Not an altogether pretty picture.
Of course, observant readers have probably noticed that there doesn’t seem to have been much TFP growth anywhere for the last decade or so, and that while New Zealand doesn’t look to have done particularly well during that period, we also don’t look much worse than usual. But here is how we have done relative to various other countries/sub-groups over that period.
Plenty of countries did worse than us, but among those that were quite similar to New Zealand and Australia over this period were Italy, Spain and Portugal (Greece was materially worse).
For these purposes, I’m mostly interested in how New Zealand has done relative to other countries. There is a reasonable question as to how the level of TFP can have fallen so badly in 20 years (almost 15 per cent in New Zealand if one believes this measure). TFP growth is a residual, after decomposing GDP growth into growth in the capital and labour stocks and – done properly – measuring both of those isn’t straightforward (eg it is one thing to measure total hours worked, another to get a good measure of the quality of the labour, or thus total human capital applied to production, especially in an era when tertiary education has become a lot more common). Different methodologies will produce different estimates, but so long as similar methodologies are applied for all countries we can still use the datasets for cross-country comparative purposes
All of which is a lead in to a perhaps slightly less discouraging picture for New Zealand. The OECD also produces TFP growth estimates, but for a much smaller range of countries – only 20 of their 34 member states, including none of the east European convergence economies.

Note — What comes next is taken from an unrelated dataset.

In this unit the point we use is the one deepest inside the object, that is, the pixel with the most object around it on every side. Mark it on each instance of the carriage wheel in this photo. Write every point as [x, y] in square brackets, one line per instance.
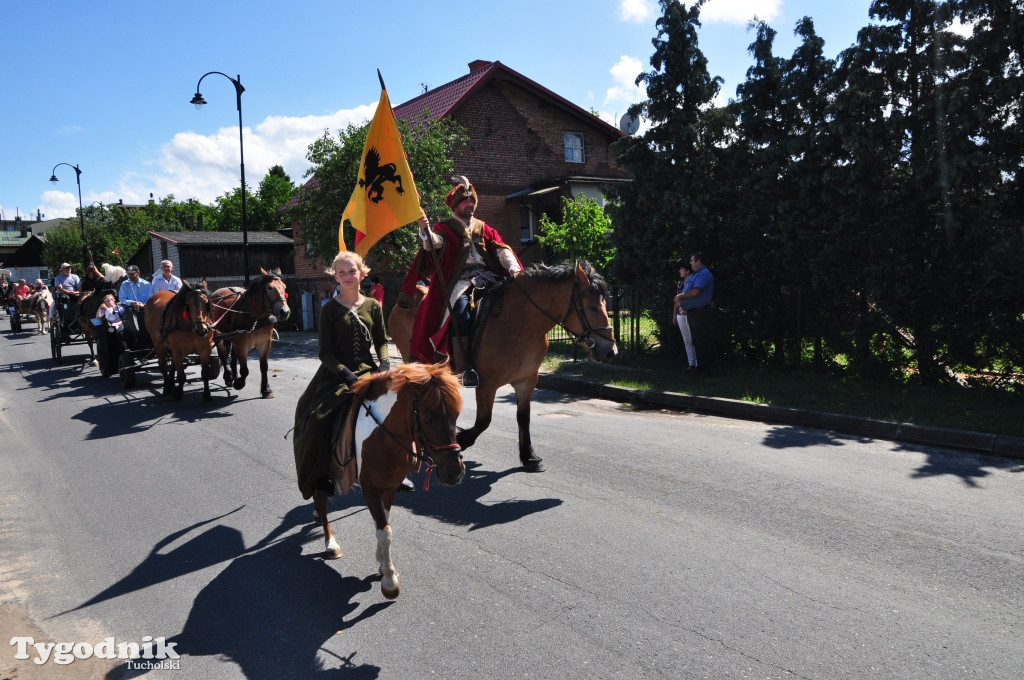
[126, 371]
[55, 344]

And there aren’t yet estimates for all the countries for 2015.
But here is the comparison for 1994 to 2014 between New Zealand and this sample of the really advanced OECD countries.
The gap between New Zealand’s cumulative TFP growth and that of the other advanced economies isn’t as large as that shown on the Conference Board data (second chart above). Then again, since the OECD data doesn’t include the catching-up eastern Europeans that shouldn’t be a surprise. But what is more striking is that until 2003 we were more or less matching the other OECD countries in this sample.
Here, for comparison, is the Conference Board data for New Zealand and the OECD’s sample of (20) countries.
In the end, perhaps the pictures aren’t really that dissimilar after all. We’ve done badly relative to other traditional advanced countries and, if anything, on this measure too, the last decade or so is looking relatively worse. In other words, if there was some convergence of growth rates, it looks to have been mostly only because TFP growth in the east European countries (in the TED sample but not in the OECD’s) slowed up so very markedly (as you can see in the third chart above). That might be unfortunate for them – and some combination of policy limitations, and substantial convergence already having occurred in some countries – but doesn’t put New Zealand’s underperformance in any better light.
It is the sort of underperformance that should be leading to hard questions about the overall direction of economic policy in New Zealand. After all, if TFP growth isn’t everything about economic performance and sustained prospects for prosperity, it is typically seen as quite a large part of the picture. And we’ve just kept on doing badly.